Civic Leadership Academy is a leadership development program for emerging and high potential leaders in non-profit and local government agencies within the city of Chicago and Cook County.  Managed as part of Harris Public Policy’s broad scope of urban and academic initiatives, CLA counts 119 fellows as program alumni among its growing network, and will admit its fifth cohort in November 2018. 

Mark Sedevic is a police lieutenant in Chicago's 7th District, which serves the South Side Englewood neighborhood—long perceived as a center of the city’s violent crime. He used his Civic Leadership Academy capstone to extend his work towards a long-standing ambition: building trust between community and police.  

Sedevic views community-building as vital to police work. “People are going to respect you more,” he said. “They’re going to trust you more because you’ve built those relationships.” However, he acknowledges, that work “can be tough to quantify.” 

During his CLA fellowship, Sedevic designed a pair of surveys that could be used to measure trust.
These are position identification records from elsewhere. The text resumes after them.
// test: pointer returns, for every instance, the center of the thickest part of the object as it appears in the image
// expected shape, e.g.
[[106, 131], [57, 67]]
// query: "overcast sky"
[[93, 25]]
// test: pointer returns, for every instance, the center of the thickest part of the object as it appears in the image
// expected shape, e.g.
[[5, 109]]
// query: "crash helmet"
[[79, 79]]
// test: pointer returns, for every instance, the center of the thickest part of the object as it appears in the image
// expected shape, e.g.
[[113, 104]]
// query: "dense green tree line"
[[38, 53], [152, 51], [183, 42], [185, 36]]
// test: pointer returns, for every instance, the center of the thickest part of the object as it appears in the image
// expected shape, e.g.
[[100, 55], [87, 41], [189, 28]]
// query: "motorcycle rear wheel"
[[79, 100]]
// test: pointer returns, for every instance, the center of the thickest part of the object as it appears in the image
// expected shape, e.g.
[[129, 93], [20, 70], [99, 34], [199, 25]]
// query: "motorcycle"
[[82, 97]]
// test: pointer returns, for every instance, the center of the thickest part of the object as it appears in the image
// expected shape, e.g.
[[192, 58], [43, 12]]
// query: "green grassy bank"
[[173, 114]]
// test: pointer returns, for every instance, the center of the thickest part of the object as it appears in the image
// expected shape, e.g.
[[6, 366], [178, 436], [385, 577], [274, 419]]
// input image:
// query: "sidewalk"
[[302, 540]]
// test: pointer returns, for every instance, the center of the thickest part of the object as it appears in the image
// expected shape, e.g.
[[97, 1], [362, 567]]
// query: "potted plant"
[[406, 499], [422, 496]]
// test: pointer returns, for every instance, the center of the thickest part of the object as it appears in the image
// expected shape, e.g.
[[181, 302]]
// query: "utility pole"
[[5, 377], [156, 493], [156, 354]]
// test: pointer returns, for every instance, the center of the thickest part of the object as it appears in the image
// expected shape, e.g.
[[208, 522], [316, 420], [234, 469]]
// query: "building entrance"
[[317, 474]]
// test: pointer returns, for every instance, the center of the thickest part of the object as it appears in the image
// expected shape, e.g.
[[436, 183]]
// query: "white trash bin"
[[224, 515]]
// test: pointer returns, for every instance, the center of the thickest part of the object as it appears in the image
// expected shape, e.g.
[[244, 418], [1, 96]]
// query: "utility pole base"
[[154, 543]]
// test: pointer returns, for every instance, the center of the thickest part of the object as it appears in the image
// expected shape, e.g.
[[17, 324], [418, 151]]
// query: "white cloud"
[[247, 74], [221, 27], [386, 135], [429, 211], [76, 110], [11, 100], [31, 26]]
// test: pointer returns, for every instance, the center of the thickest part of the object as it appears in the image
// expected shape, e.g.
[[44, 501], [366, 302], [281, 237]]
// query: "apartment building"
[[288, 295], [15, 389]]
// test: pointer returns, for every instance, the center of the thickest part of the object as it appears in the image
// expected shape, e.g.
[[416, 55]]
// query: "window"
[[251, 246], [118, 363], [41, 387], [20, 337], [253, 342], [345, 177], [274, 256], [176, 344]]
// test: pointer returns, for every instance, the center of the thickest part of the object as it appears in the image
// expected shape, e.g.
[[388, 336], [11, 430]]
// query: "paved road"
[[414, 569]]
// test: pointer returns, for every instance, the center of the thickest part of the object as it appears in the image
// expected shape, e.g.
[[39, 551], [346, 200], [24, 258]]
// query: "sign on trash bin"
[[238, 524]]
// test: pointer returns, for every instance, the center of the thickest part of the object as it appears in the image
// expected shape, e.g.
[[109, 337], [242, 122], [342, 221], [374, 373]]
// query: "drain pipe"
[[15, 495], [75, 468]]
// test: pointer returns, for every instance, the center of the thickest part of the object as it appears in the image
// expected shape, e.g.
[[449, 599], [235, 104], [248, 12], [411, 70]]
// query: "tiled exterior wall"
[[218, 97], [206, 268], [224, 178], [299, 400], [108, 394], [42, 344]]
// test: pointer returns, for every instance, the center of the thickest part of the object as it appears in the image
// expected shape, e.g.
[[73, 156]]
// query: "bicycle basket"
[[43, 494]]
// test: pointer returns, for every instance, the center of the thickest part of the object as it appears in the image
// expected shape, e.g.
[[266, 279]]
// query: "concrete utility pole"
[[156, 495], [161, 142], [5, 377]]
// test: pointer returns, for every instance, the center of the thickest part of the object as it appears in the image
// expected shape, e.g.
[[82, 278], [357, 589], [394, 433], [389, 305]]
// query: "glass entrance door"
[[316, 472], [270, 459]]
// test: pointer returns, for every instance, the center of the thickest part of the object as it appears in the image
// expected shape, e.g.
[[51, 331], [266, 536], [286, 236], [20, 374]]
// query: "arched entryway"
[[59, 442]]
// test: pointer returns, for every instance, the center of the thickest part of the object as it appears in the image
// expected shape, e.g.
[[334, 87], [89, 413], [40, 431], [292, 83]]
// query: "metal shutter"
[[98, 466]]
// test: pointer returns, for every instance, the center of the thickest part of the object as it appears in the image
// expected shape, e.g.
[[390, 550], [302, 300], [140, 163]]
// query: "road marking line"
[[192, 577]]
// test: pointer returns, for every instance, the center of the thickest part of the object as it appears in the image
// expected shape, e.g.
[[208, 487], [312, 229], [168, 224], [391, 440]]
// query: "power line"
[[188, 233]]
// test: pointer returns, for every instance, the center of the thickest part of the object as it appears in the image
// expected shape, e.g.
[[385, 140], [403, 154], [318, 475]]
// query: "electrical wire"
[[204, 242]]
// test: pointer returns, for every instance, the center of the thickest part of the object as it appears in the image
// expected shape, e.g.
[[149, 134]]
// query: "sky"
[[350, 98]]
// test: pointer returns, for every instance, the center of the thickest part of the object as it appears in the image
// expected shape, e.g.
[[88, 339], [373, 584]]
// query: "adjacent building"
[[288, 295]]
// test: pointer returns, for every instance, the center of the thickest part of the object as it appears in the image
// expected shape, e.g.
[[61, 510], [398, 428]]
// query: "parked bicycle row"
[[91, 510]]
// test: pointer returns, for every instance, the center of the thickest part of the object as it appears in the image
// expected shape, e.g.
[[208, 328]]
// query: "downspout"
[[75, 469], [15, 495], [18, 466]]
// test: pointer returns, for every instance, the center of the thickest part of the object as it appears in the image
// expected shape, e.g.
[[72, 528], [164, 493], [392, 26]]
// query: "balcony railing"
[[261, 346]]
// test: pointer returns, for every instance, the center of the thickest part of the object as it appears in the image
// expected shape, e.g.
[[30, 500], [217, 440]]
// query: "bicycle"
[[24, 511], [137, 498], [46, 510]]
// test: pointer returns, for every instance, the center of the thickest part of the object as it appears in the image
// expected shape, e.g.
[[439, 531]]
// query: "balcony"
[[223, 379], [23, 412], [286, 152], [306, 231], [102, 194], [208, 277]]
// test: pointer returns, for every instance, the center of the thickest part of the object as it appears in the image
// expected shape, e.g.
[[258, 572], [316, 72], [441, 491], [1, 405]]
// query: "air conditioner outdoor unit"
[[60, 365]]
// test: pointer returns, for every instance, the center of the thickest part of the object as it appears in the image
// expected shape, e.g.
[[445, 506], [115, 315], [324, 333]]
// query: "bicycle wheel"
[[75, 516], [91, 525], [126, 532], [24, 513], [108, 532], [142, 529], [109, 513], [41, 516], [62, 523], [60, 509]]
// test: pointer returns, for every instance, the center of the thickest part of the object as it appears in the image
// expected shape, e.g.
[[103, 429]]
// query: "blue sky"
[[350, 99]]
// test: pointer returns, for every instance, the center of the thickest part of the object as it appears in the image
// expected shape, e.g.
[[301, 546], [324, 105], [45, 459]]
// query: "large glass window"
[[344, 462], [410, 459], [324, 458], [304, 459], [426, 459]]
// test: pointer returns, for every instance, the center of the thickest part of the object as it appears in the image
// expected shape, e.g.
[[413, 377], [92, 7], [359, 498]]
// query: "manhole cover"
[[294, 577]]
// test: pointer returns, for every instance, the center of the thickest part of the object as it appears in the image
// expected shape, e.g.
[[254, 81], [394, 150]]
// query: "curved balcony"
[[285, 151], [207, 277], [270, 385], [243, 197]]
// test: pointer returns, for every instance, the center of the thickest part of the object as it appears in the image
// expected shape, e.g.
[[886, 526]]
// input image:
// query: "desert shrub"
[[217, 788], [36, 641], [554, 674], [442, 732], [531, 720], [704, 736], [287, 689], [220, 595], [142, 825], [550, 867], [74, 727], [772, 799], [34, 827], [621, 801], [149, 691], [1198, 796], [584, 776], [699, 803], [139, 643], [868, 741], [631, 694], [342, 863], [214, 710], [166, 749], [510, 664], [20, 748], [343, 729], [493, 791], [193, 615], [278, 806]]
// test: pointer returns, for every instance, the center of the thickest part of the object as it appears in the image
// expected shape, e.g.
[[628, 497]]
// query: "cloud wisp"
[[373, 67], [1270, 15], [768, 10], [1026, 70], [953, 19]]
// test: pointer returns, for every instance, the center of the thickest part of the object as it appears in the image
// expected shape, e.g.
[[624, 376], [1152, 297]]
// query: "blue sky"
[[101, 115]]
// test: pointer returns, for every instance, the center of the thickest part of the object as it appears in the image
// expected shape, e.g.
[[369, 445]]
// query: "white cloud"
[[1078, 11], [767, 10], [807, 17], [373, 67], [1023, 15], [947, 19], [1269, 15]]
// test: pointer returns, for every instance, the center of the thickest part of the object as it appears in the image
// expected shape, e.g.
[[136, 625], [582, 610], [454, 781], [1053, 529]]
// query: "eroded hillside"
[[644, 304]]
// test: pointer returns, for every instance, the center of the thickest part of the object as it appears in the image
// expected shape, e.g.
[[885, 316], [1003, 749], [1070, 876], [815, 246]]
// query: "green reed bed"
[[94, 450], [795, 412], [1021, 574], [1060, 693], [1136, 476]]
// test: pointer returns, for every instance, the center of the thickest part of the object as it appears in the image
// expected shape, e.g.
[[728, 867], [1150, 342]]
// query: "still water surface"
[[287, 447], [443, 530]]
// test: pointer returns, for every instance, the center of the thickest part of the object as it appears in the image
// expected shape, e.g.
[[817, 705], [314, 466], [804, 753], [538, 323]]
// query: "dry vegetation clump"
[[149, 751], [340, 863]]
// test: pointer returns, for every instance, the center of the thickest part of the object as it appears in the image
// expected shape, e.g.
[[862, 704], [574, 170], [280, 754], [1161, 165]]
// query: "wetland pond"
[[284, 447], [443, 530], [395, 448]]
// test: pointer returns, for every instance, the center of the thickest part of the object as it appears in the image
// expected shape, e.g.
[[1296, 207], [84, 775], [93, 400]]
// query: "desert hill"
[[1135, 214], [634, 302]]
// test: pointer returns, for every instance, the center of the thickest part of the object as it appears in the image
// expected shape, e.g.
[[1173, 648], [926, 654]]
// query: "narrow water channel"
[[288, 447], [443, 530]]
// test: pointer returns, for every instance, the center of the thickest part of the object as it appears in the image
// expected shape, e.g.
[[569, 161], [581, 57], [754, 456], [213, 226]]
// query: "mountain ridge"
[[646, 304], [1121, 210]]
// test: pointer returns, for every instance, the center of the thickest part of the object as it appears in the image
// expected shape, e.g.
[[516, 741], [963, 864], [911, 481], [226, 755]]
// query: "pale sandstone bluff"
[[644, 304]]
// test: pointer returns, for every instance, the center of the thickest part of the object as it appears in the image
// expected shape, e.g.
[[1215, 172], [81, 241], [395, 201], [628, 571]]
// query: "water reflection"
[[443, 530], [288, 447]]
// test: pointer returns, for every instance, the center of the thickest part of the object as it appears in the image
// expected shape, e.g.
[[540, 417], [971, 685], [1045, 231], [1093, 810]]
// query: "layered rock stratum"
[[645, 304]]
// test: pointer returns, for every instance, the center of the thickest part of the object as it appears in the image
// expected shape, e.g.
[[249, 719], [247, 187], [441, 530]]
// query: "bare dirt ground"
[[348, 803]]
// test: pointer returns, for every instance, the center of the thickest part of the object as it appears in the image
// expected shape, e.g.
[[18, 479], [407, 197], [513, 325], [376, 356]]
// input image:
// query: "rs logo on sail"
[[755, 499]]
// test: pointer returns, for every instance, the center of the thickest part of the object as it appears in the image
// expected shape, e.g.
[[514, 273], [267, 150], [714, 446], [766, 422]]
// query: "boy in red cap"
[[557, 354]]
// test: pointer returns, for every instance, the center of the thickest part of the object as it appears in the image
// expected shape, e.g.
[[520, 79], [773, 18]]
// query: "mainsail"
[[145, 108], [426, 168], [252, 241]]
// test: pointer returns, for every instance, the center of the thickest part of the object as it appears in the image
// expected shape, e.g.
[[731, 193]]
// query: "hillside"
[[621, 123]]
Although qualities like trust are difficult to measure in absolute terms, he hopes that by collecting longitudinal data—administering surveys multiple times over a period of years—that trends could be discerned: Is trust rising or falling over time?

William Howell, Sydney Stein Professor in American Politics

Sedevic credits William Howell, Sydney Stein Professor in American Politics at the University of Chicago Harris School of Public Policy and a professor in the Department of Political Science and the College, with helping him refine the project. “He helped me narrow my scope into more focus into what I really wanted to do,” said Sedevic. “It was still a big, grandiose project, but I think it might have been even bigger before.”

"Mark’s commitment to police work and our city is palpable,” said Howell. “All of us in CLA benefited from his insights into the complex challenges of civic leadership and social change."

Police brass in Chicago have expressed interest in using the survey across the city— Sedevic is waiting to see whether it will be implemented locally.

Meanwhile, he published a write up in 9-1-1, a magazine for first responders, and in August he received an inquiry from a consultant hoping to use the survey as a part of a training in other cities. 

Sedevic also says the connections he formed through CLA have already started to pay off at the neighborhood level—at least for a young man Sedevic met through his volunteer work at Crushers, a neighborhood youth-development program that operates from a local boxing gym.

Sedevic describes the 19-year-old as a “good kid” who, a year out from high school wasn't really having a lot of luck getting jobs.

With a call to his CLA classmate Theresa Gibbons, at the Heartland Alliance, Sedevic got the young man a spot in a job-training program. “I didn't have that connection before,” said Sedevic. “I didn't know who could help this kid get a job.”

Sedevic thinks more connections could emerge. 

“I find these kids out here,” Sedevic said. “They don't have a heck of a whole lot. I'm not just talking about finances. Some of them don't have parents. Some of them are struggling day-to-day with death, loss, violence. So having those connections to help these kids, I think, is invaluable.”